O principal fator para esse desempenho é a produção. Segundo relatórios do Ministério da Agricultura, este ano apresentará um recorde de produção. “Apesar de alguns problemas pontuais com o clima, em geral, a perspectiva é de que se tenha uma boa safra de vários produtos para atender ao mercado doméstico e também à exportação. A produção de soja, por exemplo, será de mais de 120 milhões de toneladas”, completa Andréia.

Com o agravamento da pandemia na China, principal parceiro comercial do Brasil, entre janeiro e fevereiro, os volumes ficaram um pouco abaixo do normal, devido a problemas logísticos como descarga de produtos que ficou prejudicada. Porém, a partir de março, a situação teve uma melhora e, em abril, o volume foi maior que no mesmo período do ano passado. “Comparando com 2019”, aponta a professora, “houve um crescimento de 6% nas exportações do quadrimestre.”

As exportações para a Ásia representam quase metade de toda a produção brasileira. Os números do primeiro quadrimestre mostram que, em dólares, a China comprou do Brasil o triplo do importado pelos Estados Unidos e o dobro demandado pela União Europeia.

A participação do agro no total das exportações passou de 18,7% em 2019 para 22,9% em 2020. Diferentemente do quadro mundial, o Brasil manteve sua balança praticamente estável. Os aumentos envolveram soja, algodão, madeira, mel e especiarias. Os recordes históricos envolveram ainda carne bovina e suína. Por outro lado, tiveram queda: trigo, centeio e milho não moído, exceto milho doce, café não torrado, animais vivos, frutas e nozes.

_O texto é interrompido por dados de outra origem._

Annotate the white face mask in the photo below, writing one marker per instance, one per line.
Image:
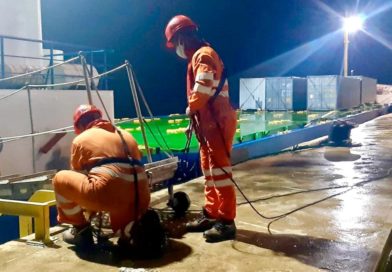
(180, 51)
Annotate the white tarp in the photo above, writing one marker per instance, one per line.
(51, 109)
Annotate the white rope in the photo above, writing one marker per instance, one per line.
(40, 70)
(78, 81)
(15, 92)
(64, 129)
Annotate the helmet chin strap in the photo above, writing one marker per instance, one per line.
(180, 50)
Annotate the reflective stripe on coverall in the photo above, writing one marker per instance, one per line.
(216, 126)
(109, 187)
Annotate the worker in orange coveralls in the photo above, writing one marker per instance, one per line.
(214, 122)
(102, 178)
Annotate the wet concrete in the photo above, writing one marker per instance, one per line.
(347, 191)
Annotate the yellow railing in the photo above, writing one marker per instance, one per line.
(36, 207)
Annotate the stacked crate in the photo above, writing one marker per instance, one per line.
(333, 92)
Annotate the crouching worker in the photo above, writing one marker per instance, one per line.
(106, 176)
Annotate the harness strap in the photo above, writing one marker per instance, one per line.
(110, 160)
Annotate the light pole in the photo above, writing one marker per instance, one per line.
(350, 25)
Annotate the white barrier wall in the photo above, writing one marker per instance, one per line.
(51, 109)
(21, 18)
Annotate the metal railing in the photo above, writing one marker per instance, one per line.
(97, 58)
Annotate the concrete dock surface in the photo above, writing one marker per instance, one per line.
(345, 226)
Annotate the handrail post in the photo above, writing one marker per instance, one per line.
(2, 57)
(51, 62)
(137, 107)
(105, 68)
(85, 74)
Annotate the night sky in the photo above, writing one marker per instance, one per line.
(255, 38)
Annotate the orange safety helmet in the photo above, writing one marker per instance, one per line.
(176, 24)
(84, 110)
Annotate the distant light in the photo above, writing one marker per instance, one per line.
(352, 24)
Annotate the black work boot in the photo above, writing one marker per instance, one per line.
(201, 224)
(220, 232)
(79, 236)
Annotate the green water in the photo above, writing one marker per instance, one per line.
(167, 133)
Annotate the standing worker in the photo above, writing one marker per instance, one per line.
(214, 121)
(105, 168)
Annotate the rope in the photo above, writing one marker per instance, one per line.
(64, 129)
(38, 71)
(77, 81)
(140, 90)
(15, 92)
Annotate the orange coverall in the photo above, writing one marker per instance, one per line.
(215, 130)
(109, 187)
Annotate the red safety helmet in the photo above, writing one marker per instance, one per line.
(84, 110)
(176, 24)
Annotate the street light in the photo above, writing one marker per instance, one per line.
(350, 25)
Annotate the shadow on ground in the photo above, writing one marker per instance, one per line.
(109, 255)
(317, 252)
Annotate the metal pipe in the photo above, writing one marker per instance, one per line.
(85, 73)
(32, 126)
(132, 85)
(345, 57)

Se com apenas a China se recuperando da pandemia, já foi possível essa balança recorde de exportações, com outros parceiros fortes começando a se recuperar, as perspectivas são excelentes para o agronegócio em 2020. Em maio, as exportações devem ser ainda melhores com a possibilidade de recomposição de estoques na China que é o parceiro preferencial do Brasil. Com a flexibilização da quarentena na Europa, outro parceiro forte do Brasil, devem voltar a comprar com mais normalidade, também recompondo seus estoques .

Ela ainda explica que, com a desvalorização do real, especialmente entre março e abril, os produtores que exportam e têm produto disponível tiveram um crescimento nas receitas, justamente porque recebem em dólar, que convertidos equivalem a muito mais reais. La fora, o preço em dólar cai, mas no Brasil, pela mesma variação cambial, os preços sobem um pouco. Assim, a rentabilidade do produtor aumenta, e deve ficar entre as mais altas dos últimos 31 anos, segundo o Ministério da Agricultura.

“O Brasil recebeu US$ 10 bi, outro valor recorde, pelas vendas externas, neste quadrimestre. O Brasil ganha em competitividade, conforme a moeda se desvaloriza e nossos produtos ficam mais baratos no exterior.”

O quadro positivo, no entanto, se restringe ao agronegócio: com a crise, há uma redução de consumo, de produção e, consequentemente, do PIB geral. “A indústria e a logística têm de estar funcionando, além do campo. Há um esforço, apesar da possibilidade de redução de funcionários, para que esses setores se mantenham em atividade também”, ressalta ela, referindo-se aos trabalhadores que ficam doentes, cada vez em número maior, reduzindo a atividade industrial.

Este cenário ficou evidente na indústria dos EUA, que teve os piores números de contágio e óbitos pela pandemia, assim como em frigoríficos no Sul e Centro-oeste do país, que reduziram atividade e até fecharam por alguns dias, devido à taxa de contágio entre funcionários. Os frigoríficos brasileiros estão entre os maiores do mundo, exportando carne para todo o planeta. “Apesar disso, não houve queda no abastecimento, e se a produção continuar e os portos se mantiverem funcionando, não vai faltar produto no campo para manter a demanda firme que se apresenta”, completou.

A pandemia afeta o consumo interno, na medida em que a população perde renda e perspectiva de emprego, reduzindo em 30% a capacidade de consumo das famílias. A professora falou da importância da indústria e da logística continuarem funcionando, assim como tem sido na agropecuária, para que os impactos da pandemia sejam menores na economia. Para isso, é preciso manter os trabalhadores saudáveis ou garantir o funcionamento, mesmo diante do agravamento da doença.